Reputation: 81
I need to incrementally load data to Pandas from Parquet files stored in s3, i'm trying to use PyArrow for this but not having any luck.
Writing an entire directory of Parquet files into Pandas works just fine:
import s3fs
import pyarrow.parquet as pq
import pandas as pd
fs = s3fs.S3FileSystem(mykey,mysecret)
p_dataset = pq.ParquetDataset('s3://mys3bucket/directory', filesystem=fs)
df = p_dataset.read().to_pandas()
But when I try to load a single Parquet file I get an error:
fs = s3fs.S3FileSystem(mykey,mysecret)
p_dataset = pq.ParquetDataset('s3://mys3bucket/directory/1_0_00000000000000014012'
, filesystem=fs)
df = p_dataset.read().to_pandas()
Throws error:
---------------------------------------------------------------------------
IndexError Traceback (most recent call last)
<ipython-input-179-3d01b32c60f7> in <module>()

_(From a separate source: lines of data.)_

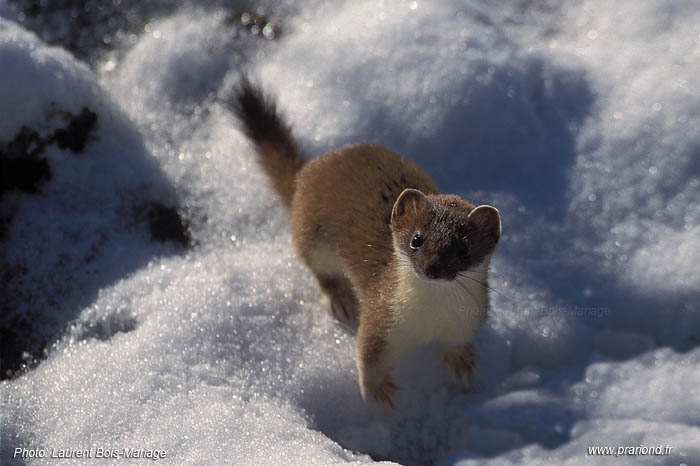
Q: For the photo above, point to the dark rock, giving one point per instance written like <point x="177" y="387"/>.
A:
<point x="166" y="224"/>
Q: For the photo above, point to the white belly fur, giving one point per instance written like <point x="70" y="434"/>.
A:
<point x="427" y="311"/>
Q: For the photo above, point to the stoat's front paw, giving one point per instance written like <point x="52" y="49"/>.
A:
<point x="383" y="392"/>
<point x="461" y="362"/>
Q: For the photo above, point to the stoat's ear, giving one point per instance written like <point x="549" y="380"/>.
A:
<point x="485" y="222"/>
<point x="409" y="204"/>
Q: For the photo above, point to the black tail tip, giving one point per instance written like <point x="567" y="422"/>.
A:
<point x="256" y="110"/>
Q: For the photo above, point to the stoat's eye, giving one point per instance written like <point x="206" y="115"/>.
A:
<point x="416" y="241"/>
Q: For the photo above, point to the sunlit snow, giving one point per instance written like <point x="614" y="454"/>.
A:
<point x="580" y="121"/>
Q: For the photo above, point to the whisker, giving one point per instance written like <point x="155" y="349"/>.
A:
<point x="464" y="287"/>
<point x="461" y="274"/>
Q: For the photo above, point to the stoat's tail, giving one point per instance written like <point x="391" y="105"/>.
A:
<point x="277" y="151"/>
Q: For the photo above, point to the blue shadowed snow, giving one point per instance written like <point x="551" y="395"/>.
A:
<point x="579" y="121"/>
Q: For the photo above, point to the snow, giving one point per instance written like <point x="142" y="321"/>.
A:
<point x="578" y="121"/>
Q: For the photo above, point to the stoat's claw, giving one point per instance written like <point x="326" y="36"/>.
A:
<point x="384" y="393"/>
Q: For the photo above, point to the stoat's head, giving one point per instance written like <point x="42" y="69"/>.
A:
<point x="443" y="235"/>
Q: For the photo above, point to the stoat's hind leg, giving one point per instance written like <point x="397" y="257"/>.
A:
<point x="343" y="303"/>
<point x="325" y="263"/>
<point x="461" y="362"/>
<point x="373" y="362"/>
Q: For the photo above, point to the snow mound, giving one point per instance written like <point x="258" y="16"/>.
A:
<point x="221" y="352"/>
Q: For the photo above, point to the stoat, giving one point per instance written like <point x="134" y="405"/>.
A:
<point x="386" y="247"/>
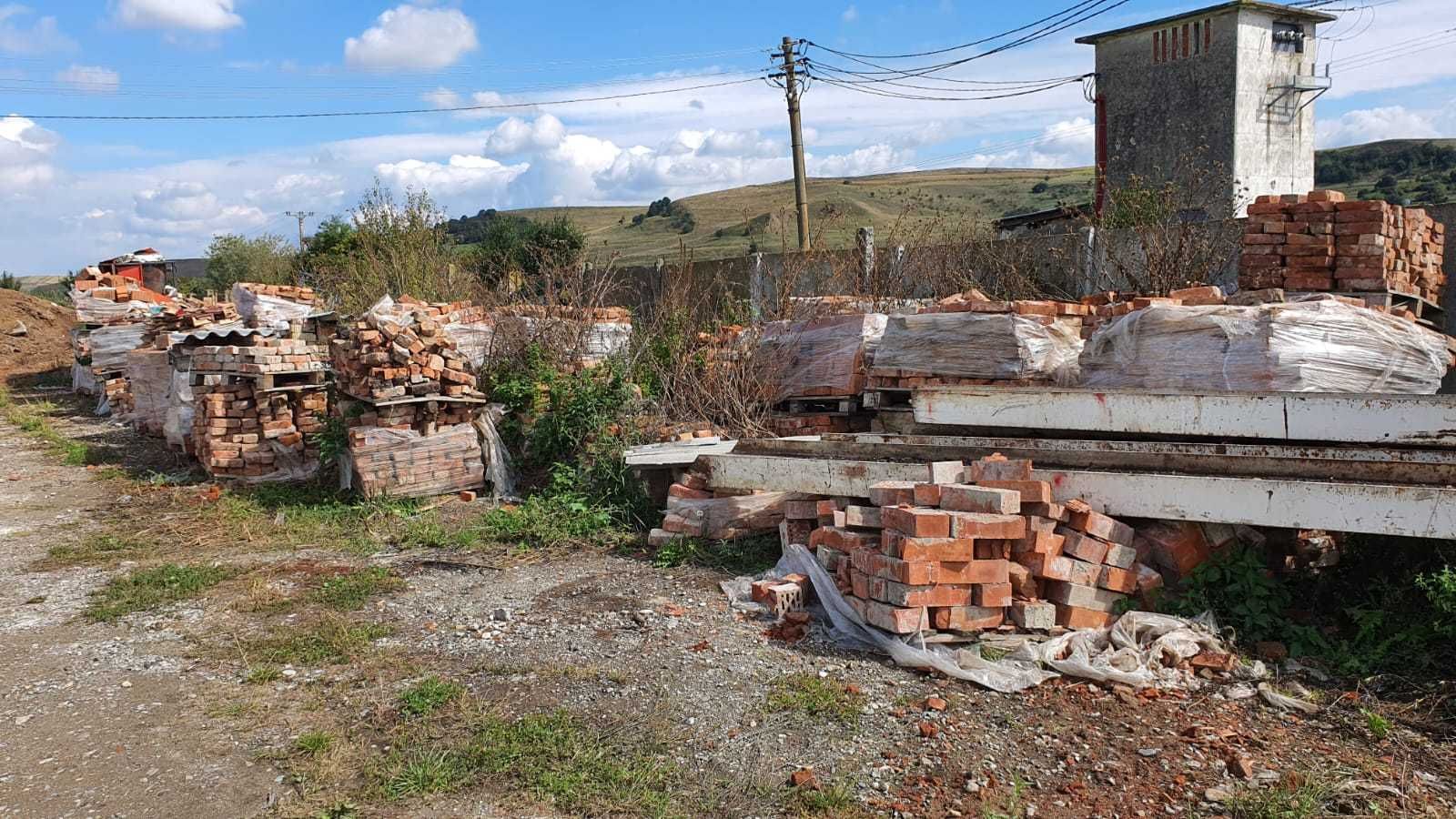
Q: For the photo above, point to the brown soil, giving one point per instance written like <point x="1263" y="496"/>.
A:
<point x="46" y="346"/>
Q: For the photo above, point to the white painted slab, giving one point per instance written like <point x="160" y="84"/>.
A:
<point x="1378" y="509"/>
<point x="1292" y="416"/>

15 p_dataset = pq.ParquetDataset(
16 's3://mys3bucket/directory/1_0_00000000000000014012',
---> 17 filesystem=fs)
18
19 table2.to_pandas()
C:\User\Anaconda3\lib\site-packages\pyarrow\parquet.py in __init__(self, path_or_paths, filesystem, schema, metadata, split_row_groups, validate_schema, filters, metadata_nthreads)
880
881 if validate_schema:
--> 882 self.validate_schemas()
883
884 if filters is not None:
C:\User\Anaconda3\lib\site-packages\pyarrow\parquet.py in validate_schemas(self)

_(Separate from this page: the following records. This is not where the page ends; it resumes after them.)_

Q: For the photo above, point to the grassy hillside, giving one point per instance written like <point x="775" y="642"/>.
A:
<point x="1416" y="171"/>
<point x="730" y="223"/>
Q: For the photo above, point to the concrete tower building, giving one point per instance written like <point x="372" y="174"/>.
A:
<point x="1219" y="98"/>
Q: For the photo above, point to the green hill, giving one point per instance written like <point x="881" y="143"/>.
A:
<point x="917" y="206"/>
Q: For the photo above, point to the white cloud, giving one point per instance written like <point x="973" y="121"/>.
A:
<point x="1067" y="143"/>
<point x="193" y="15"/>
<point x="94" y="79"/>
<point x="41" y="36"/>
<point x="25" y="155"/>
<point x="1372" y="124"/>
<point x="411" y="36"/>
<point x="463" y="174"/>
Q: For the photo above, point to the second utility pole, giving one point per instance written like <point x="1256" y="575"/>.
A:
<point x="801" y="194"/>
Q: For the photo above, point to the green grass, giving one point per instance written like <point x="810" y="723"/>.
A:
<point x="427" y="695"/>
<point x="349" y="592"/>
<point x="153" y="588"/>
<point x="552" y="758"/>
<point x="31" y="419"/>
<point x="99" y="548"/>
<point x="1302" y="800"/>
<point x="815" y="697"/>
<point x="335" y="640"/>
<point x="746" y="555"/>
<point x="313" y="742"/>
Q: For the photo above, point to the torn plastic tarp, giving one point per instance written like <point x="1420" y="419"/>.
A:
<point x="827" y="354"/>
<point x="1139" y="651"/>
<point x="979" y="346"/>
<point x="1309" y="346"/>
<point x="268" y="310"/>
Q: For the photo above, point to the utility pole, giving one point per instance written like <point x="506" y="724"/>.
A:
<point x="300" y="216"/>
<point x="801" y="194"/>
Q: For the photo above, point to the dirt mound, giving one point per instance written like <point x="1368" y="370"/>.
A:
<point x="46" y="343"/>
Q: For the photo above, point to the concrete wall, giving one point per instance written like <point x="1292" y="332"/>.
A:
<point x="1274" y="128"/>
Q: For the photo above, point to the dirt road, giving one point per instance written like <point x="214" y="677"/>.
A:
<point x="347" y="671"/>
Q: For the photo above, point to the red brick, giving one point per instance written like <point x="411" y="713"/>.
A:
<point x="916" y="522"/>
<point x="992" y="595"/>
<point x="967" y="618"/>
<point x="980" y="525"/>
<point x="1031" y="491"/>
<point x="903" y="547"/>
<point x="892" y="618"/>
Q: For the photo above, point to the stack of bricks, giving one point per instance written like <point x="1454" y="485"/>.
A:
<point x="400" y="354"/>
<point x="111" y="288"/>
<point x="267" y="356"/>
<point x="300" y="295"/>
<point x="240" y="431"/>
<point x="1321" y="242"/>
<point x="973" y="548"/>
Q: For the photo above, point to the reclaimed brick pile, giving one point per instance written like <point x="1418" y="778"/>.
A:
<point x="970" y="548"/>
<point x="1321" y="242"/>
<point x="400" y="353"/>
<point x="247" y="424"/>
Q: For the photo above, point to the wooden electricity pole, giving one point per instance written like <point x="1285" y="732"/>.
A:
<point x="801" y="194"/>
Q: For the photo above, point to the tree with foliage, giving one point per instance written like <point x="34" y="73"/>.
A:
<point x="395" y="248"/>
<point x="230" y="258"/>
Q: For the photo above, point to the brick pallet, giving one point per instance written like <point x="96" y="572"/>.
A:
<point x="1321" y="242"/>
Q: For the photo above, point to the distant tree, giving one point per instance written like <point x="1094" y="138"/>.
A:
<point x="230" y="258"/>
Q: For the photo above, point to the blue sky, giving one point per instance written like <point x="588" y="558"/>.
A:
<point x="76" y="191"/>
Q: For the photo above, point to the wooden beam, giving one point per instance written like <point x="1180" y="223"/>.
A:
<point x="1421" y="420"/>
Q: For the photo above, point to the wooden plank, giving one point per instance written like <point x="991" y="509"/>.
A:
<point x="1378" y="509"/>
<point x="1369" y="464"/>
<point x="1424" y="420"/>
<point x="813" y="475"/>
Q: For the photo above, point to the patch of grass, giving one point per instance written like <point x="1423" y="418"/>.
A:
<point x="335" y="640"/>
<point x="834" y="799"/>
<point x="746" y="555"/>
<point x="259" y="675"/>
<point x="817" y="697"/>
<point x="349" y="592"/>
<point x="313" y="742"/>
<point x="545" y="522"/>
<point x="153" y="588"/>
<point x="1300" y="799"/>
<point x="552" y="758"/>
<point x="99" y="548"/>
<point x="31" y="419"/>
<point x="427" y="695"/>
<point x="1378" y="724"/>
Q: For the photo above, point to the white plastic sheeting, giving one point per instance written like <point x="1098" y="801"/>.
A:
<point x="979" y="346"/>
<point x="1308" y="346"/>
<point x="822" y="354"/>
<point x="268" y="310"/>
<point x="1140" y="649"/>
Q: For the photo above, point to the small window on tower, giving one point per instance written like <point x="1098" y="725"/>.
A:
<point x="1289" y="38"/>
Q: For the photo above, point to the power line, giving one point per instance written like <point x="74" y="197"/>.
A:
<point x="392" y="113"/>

893 self.schema = self.common_metadata.schema
894 else:
--> 895 self.schema = self.pieces[0].get_metadata(open_file).schema
896 elif self.schema is None:
897 self.schema = self.metadata.schema
IndexError: list index out of range
Would appreciate any help with this error.

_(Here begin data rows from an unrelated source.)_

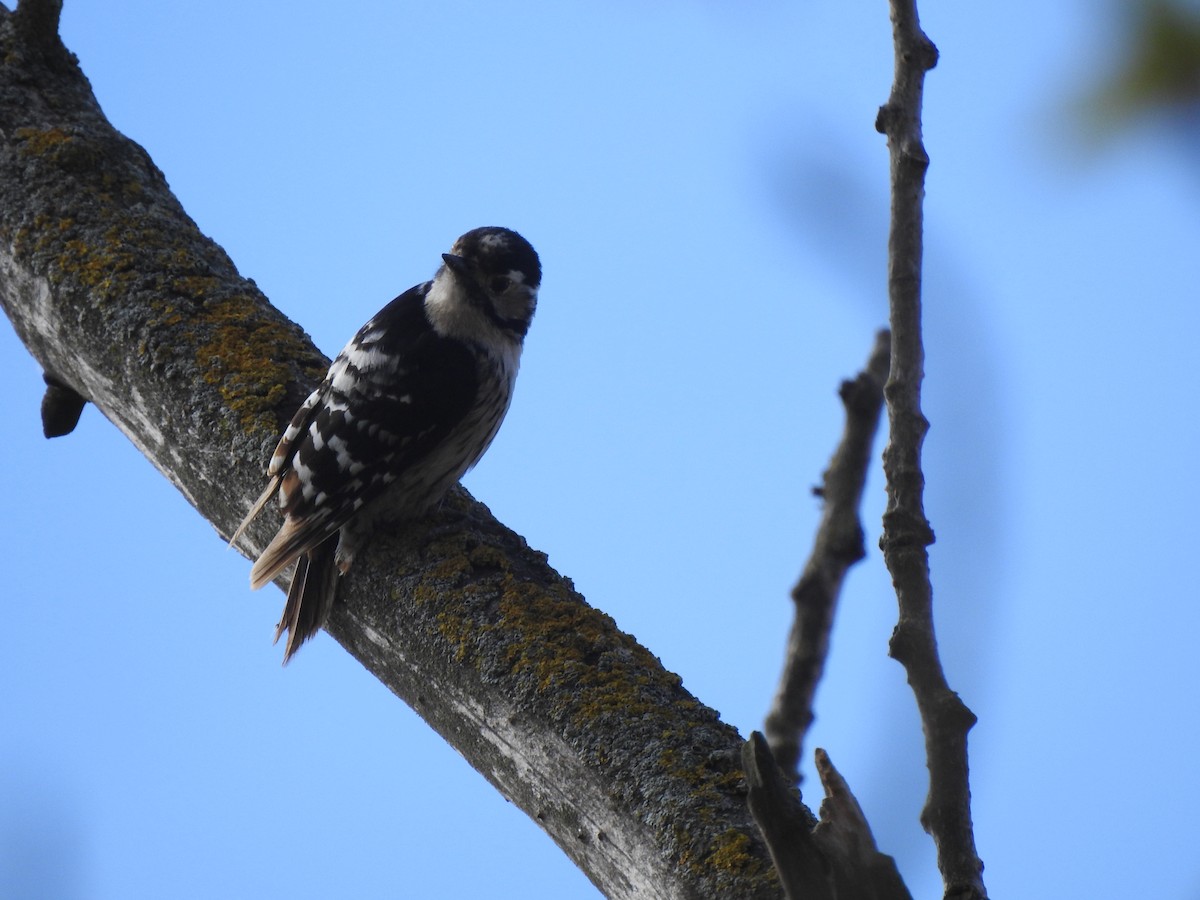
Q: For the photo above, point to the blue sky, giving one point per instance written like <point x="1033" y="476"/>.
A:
<point x="708" y="196"/>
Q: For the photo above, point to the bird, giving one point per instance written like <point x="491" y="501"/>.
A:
<point x="409" y="405"/>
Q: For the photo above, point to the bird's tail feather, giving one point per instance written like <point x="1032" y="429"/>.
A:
<point x="271" y="487"/>
<point x="310" y="598"/>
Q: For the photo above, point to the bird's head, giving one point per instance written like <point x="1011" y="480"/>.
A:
<point x="487" y="286"/>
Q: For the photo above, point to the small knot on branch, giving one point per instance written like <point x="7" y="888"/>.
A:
<point x="61" y="407"/>
<point x="37" y="22"/>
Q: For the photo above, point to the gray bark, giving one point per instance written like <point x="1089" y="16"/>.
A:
<point x="120" y="298"/>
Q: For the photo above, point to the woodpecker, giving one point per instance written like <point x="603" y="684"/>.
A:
<point x="409" y="405"/>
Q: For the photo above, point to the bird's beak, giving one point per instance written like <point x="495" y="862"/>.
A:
<point x="456" y="264"/>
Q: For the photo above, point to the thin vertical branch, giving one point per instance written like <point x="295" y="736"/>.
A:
<point x="906" y="532"/>
<point x="838" y="545"/>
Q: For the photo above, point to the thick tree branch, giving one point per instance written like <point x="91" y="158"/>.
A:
<point x="906" y="532"/>
<point x="124" y="303"/>
<point x="838" y="546"/>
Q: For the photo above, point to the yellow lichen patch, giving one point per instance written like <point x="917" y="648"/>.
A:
<point x="732" y="852"/>
<point x="240" y="358"/>
<point x="39" y="142"/>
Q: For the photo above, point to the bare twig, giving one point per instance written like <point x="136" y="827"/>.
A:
<point x="838" y="546"/>
<point x="845" y="834"/>
<point x="906" y="532"/>
<point x="817" y="861"/>
<point x="785" y="823"/>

Ideally I need to append all new data added to s3 (added since the previous time I ran this script) to the Pandas dataframe so was thinking I pass a list of filenames to ParquetDataset. Is there a better way to achieve this? Thanks
Upvotes: 2
Views: 2837
Reputation: 4768
For python 3.6+ AWS has a library called aws-data-wrangler that helps with the integration between Pandas/S3/Parquet
to install do;
pip install awswrangler
to read a single parquet file from s3 using awswrangler 1.x.x and above, do;
import awswrangler as wr
df = wr.s3.read_parquet(path="s3://my_bucket/path/to/data_folder/my-file.parquet")
to read a list of parquet files, do;
import awswrangler as wr
df = wr.s3.read_parquet(path="s3://my_bucket/path/to/data_folder/", dataset=True)
By setting dataset=True awswrangler will read all the individual parquet files below the s3 key.
Upvotes: 0
Reputation: 105481
You want to use pq.read_table
(pass a file path or file handle) instead of pq.ParquetDataset
(pass a directory). HTH
Upvotes: 1